An Investigation into the Methods of Detection of Toxocara Species Eggs in the Environment and the Differentiation of G217B and WU24 Strains of Histoplasma Capsulatum by Restriction Fragment Length Polymorphisms in the CBP Gene

Tyler C. Williams


Toxocariasis is a human parasitic disease caused by infection with the larva of Toxocara canis and Toxocara cati with adult worms found in dogs and cats, respectively. With few consistent signs or symptoms, there is an underestimate of the human population that is affected by this disease (Bellanger et al., 2009; Gordon et al., 2011). The level of environmental contamination is directly related to the risk of human infection (Misgajska, 2001), making testing for this contamination imperative to understanding the prevalence of this disease. The original goals of this experiment were to obtain sand samples from parks and playgrounds in Cleveland to determine if Toxocara species eggs were present through DNA amplification.
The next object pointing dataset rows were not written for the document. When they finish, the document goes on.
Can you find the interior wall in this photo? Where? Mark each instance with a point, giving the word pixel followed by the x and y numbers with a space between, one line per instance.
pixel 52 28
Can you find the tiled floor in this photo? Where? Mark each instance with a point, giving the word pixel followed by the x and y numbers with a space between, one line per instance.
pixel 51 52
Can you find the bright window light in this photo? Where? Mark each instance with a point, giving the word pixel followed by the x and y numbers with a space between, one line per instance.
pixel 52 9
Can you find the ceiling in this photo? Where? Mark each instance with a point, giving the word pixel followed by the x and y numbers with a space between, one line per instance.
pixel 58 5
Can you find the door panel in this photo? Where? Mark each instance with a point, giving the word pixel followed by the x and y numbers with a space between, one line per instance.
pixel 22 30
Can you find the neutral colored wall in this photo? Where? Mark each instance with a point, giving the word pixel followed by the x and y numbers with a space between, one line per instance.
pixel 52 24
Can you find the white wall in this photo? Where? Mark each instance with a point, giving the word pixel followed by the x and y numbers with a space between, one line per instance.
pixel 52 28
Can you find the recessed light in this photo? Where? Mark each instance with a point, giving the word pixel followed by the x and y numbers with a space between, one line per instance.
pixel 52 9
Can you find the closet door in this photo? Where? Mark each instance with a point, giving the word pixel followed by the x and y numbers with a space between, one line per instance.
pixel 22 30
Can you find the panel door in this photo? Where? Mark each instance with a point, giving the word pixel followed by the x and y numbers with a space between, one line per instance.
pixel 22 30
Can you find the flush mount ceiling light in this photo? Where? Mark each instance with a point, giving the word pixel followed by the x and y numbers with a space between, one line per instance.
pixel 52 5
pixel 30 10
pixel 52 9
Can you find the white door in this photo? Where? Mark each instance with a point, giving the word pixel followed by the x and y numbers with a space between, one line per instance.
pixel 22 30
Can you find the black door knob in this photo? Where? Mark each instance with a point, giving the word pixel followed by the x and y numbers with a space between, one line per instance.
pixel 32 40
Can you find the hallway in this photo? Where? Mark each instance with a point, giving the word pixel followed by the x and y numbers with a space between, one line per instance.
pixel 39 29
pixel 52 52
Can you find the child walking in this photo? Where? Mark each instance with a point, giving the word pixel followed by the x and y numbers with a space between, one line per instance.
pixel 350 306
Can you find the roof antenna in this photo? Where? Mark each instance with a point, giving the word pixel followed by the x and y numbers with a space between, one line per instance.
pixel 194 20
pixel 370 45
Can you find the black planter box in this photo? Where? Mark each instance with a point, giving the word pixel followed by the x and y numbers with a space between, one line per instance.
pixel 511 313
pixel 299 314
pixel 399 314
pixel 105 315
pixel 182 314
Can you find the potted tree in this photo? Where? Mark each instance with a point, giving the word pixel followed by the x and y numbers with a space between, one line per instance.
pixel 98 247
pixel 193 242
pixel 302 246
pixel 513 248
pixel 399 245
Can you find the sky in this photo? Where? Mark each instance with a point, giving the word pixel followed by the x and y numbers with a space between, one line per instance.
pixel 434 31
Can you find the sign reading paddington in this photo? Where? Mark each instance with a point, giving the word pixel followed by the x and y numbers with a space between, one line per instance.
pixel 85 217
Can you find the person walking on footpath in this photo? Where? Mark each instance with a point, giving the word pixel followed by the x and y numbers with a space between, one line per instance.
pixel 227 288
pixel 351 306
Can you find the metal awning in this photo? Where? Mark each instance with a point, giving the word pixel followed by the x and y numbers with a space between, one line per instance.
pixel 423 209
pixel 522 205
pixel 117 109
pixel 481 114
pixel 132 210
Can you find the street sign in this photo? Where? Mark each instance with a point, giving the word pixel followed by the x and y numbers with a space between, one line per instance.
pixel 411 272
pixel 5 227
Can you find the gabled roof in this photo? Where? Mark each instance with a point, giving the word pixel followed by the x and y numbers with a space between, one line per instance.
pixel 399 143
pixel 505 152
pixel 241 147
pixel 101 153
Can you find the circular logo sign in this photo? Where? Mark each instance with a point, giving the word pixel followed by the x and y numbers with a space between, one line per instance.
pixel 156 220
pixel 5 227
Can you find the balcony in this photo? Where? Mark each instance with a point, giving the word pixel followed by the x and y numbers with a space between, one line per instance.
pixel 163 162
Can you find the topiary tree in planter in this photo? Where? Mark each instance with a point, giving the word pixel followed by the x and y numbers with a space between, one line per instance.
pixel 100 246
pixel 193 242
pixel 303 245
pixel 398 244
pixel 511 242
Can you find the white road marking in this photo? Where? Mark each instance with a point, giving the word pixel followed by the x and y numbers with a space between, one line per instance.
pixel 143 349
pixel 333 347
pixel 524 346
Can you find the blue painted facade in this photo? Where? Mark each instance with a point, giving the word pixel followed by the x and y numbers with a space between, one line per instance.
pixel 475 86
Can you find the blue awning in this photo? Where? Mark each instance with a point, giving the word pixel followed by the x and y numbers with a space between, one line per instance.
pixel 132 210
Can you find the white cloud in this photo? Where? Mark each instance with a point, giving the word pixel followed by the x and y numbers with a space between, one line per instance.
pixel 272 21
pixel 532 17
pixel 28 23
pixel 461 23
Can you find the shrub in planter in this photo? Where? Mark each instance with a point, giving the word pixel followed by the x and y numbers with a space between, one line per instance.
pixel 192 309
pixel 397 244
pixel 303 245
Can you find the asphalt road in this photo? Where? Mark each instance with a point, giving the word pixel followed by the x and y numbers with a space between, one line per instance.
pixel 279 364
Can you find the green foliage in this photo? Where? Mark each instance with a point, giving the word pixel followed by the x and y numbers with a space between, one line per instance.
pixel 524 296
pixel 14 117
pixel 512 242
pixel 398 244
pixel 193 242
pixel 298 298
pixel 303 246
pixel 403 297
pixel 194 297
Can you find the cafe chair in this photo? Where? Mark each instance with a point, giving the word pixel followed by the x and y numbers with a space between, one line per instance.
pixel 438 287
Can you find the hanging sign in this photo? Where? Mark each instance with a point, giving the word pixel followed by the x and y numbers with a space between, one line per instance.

Macuhova et al. designed a novel, more sensitive, cheaper and faster method to test for T. cati and T.canis eggs using LAMP amplification rather than traditional PCR methods. In the experiments outlined in this thesis, this method failed to produce usable results due to false positive readings. PCR was also used to try to identify Toxocara egg DNA from contaminated fecal samples, but due to a failure in DNA extraction or amplification, these methods were unable to amplify positive control samples obtained from infected animal feces. Future work should include finding a consistent and effective way to extract DNA from environmental samples and amplify the DNA to identify contaminated samples.